Deciding Which Packages to Adopt

The modular structure makes selective adoption straightforward. A few questions help narrow down which packages are worth adding to a project.

If your application has a settings page that needs to look consistent with Windows 11’s own settings style, CommunityToolkit.WinUI.Controls.SettingsControls is worth installing regardless of your other choices. The controls are well-tested, actively maintained, and save a meaningful amount of layout work.

If you have designers producing After Effects animations and want them to appear in the UI without video files or GIF artifacts, Lottie-Windows handles that requirement. The LottieGen code generation path is worth taking from the start rather than treating it as an optimization to add later.

If your XAML files are accumulating event handlers in code-behind for things like responding to focus changes, scroll position triggers, or property transitions, XAML behaviors may let you move that logic back into the ViewModel or into a reusable behavior class. The tradeoff is additional XAML verbosity at the use site.

For the animation builder, the decision comes down to whether you need composition-layer animations. If your motion requirements are simple transitions that storyboard animations handle well, adding the animations package may not justify the dependency. If you need performant, interruptible animations that respond to scroll position or touch input through expression animations, the composition API wrappers in the package save substantial time.

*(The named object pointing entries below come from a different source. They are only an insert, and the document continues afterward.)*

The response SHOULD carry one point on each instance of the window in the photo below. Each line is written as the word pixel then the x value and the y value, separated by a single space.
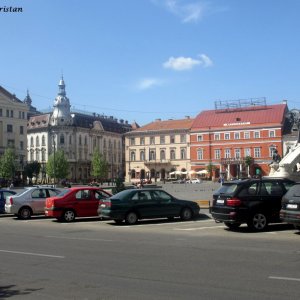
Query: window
pixel 162 154
pixel 217 136
pixel 227 153
pixel 272 150
pixel 132 141
pixel 257 153
pixel 237 153
pixel 200 154
pixel 247 135
pixel 172 154
pixel 236 135
pixel 247 152
pixel 132 156
pixel 227 136
pixel 182 153
pixel 199 138
pixel 9 128
pixel 217 153
pixel 271 133
pixel 142 155
pixel 256 134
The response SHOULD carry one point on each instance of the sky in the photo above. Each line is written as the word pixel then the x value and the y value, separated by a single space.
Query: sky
pixel 141 60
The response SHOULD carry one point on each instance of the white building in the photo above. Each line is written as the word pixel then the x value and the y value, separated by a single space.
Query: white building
pixel 78 135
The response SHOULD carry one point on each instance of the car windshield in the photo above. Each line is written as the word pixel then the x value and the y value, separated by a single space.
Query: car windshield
pixel 294 191
pixel 226 188
pixel 63 192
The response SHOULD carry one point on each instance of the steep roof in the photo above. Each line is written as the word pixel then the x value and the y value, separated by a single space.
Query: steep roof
pixel 246 117
pixel 159 125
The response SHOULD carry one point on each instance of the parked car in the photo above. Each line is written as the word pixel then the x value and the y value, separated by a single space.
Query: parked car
pixel 3 194
pixel 290 209
pixel 194 180
pixel 75 202
pixel 256 202
pixel 133 205
pixel 30 202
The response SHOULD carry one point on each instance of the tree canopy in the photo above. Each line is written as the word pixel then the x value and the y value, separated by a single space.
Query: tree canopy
pixel 57 166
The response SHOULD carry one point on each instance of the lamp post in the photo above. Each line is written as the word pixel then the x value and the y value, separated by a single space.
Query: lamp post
pixel 54 175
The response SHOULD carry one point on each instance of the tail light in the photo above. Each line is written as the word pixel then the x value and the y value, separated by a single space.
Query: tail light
pixel 234 202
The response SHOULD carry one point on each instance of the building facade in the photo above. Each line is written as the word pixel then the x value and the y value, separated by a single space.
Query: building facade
pixel 78 135
pixel 13 127
pixel 158 150
pixel 238 140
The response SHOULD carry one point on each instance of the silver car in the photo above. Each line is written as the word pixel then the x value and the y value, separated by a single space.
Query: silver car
pixel 29 202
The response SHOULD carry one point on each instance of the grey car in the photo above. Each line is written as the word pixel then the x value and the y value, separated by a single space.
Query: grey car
pixel 29 202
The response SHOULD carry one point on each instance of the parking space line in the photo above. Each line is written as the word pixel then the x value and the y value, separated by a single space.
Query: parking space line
pixel 198 228
pixel 33 254
pixel 284 278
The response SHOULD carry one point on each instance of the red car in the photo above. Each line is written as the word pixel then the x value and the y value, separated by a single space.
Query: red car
pixel 75 202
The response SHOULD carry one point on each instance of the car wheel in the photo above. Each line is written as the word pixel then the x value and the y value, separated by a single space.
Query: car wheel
pixel 186 214
pixel 258 222
pixel 117 221
pixel 25 213
pixel 232 226
pixel 131 218
pixel 68 216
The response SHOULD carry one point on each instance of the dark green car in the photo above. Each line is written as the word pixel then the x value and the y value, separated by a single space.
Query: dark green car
pixel 135 204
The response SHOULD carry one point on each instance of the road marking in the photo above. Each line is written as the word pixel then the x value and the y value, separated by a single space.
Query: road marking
pixel 34 254
pixel 198 228
pixel 77 238
pixel 284 278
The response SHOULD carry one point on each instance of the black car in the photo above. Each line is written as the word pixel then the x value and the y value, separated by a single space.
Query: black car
pixel 290 210
pixel 256 202
pixel 148 203
pixel 3 194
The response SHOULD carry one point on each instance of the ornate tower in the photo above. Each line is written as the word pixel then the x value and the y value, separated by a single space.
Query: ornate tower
pixel 61 108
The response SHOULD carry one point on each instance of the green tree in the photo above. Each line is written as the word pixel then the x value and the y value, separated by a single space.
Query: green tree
pixel 57 166
pixel 7 164
pixel 99 166
pixel 32 169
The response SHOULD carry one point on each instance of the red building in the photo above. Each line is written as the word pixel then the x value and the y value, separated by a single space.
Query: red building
pixel 237 139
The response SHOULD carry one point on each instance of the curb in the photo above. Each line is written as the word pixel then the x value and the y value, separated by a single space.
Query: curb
pixel 202 203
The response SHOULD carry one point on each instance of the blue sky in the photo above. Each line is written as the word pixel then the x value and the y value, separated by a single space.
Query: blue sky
pixel 140 60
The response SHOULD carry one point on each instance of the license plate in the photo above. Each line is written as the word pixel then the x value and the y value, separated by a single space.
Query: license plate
pixel 292 206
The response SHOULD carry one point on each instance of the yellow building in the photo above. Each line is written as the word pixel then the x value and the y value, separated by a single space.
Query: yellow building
pixel 158 150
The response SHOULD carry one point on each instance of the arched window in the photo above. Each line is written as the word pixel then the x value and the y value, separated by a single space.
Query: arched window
pixel 62 139
pixel 162 154
pixel 172 154
pixel 132 156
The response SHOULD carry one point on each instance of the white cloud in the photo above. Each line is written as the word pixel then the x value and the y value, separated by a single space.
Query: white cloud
pixel 187 63
pixel 147 83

The layout controls fill specific gaps. If your application does not have wrapping item grids or dock-style layouts, skipping those packages is reasonable. If it does, reaching for WrapPanel or DockPanel is faster than implementing equivalent behavior with ItemsRepeater layouts or nested grids.

Start by installing the packages whose controls or features you know you need, then add others if you find yourself writing functionality the toolkit already provides. The toolkit sample app is the fastest way to browse what exists before deciding what to adopt.